US gun safety campaigners have expressed their anger over Congress' failure to regulate the manufacture of 3-D printed guns.
Following a multi-year legal battle, the federal government last month entered into a settlement with Defense Distributed founder, Cody Wilson.
Mr Wilson rose to fame after manufacturing the the first fully 3-D printed pistol in 2013, when he was just 25. Within days of publication, Mr Wilson's design files had been downloaded more than 100,000 times.
The settlement allows Mr Wilson to publish his arsenal of fire arm blueprints online from 1 August. With no serial numbers the blueprints are nearly impossible to trace, gun-control campaigners have warned.
A federal judge has since rejected an emergency injunction brought forward by gun-control groups.
One campaigner outraged by law-makers' acquiescence was Fred Guttenberg, whose 14-year-old daughter was killed in the Stoneman Douglas High School shooting in Parkland, Florida.
"I don't know how we got to this place and no one was paying attention," Mr Guttenberg lamented. "This is the safety of this country and its citizens who are now at risk in their offices, in courthouses and on airplanes."
Democratic senator for New York, Charles "Chuck" Schumer, was equally as critical of Congress' inaction.
"Ghost guns are as scary as they sound – a terrorist, someone who is mentally ill, a spousal abuser, or a felon can essentially open a gun factory in their garage. No background check, no training," he said.
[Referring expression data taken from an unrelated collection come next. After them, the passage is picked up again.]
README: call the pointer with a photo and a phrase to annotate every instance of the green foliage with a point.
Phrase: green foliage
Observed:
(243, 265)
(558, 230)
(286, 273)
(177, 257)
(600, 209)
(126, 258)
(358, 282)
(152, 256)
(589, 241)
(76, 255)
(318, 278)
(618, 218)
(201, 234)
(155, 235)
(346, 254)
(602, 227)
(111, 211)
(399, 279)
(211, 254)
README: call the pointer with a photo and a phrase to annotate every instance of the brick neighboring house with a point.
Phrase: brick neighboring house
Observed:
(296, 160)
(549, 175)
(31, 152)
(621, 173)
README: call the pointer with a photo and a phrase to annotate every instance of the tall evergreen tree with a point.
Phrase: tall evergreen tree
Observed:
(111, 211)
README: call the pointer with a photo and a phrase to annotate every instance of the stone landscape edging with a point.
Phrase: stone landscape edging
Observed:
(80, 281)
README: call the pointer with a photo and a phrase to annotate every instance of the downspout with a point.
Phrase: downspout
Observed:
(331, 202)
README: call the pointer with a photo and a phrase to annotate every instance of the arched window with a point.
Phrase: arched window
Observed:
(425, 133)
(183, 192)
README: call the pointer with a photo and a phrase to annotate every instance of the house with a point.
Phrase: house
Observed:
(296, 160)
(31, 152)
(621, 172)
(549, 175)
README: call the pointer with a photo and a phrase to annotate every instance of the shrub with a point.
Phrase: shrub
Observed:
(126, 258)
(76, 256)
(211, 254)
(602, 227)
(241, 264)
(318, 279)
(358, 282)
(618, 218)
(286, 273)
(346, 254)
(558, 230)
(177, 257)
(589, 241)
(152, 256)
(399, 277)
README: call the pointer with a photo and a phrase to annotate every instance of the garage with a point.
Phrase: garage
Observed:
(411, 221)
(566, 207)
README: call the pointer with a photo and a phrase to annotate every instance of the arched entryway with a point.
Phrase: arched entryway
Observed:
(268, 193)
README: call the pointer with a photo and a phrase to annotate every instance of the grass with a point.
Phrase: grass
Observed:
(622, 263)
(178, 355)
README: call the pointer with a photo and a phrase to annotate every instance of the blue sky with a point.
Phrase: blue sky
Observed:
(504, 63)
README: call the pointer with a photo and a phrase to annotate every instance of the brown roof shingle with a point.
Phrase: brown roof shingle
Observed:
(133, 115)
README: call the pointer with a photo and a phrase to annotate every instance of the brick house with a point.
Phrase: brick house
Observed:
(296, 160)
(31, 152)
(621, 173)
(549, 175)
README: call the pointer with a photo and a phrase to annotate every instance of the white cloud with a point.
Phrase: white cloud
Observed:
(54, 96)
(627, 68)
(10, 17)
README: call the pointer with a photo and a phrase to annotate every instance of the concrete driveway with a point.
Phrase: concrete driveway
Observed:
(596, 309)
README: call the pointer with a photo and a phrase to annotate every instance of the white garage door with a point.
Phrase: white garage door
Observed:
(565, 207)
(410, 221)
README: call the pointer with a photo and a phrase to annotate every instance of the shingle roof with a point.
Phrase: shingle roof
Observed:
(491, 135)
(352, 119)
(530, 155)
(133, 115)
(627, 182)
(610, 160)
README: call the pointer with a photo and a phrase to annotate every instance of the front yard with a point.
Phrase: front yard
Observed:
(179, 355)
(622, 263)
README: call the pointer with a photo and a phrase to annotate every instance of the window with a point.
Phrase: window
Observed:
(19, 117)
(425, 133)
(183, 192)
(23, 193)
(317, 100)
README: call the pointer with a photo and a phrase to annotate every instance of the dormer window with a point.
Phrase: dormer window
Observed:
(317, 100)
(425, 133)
Five other Democratic senators – Edward Markey, Bill Nelson, Richard Blumenthal, Chris Murphy, and Dianne Feinstein – have sent a letter to Attorney General Jeff Sessions, demanding he explain the government's decision to settle.
Senator Nelson also plans to introduce a bill that would prohibit online publication of any digital file that can be downloaded or programmed to print a 3-D gun part.
"All the letters are nice, but they do nothing," Mr Guttenberg reflected. "At 12:01 on the 1st of August, it's going to be too late."
The Department of Justice declined to comment.
"Once the plans are up on the Internet, it's impossible to un-ring the bell," said Jonathan Lowy, vice president of litigation at the Brady Center, a Washington-based gun-control campaign group. "The genie is out of the bottle and you can't put it back in."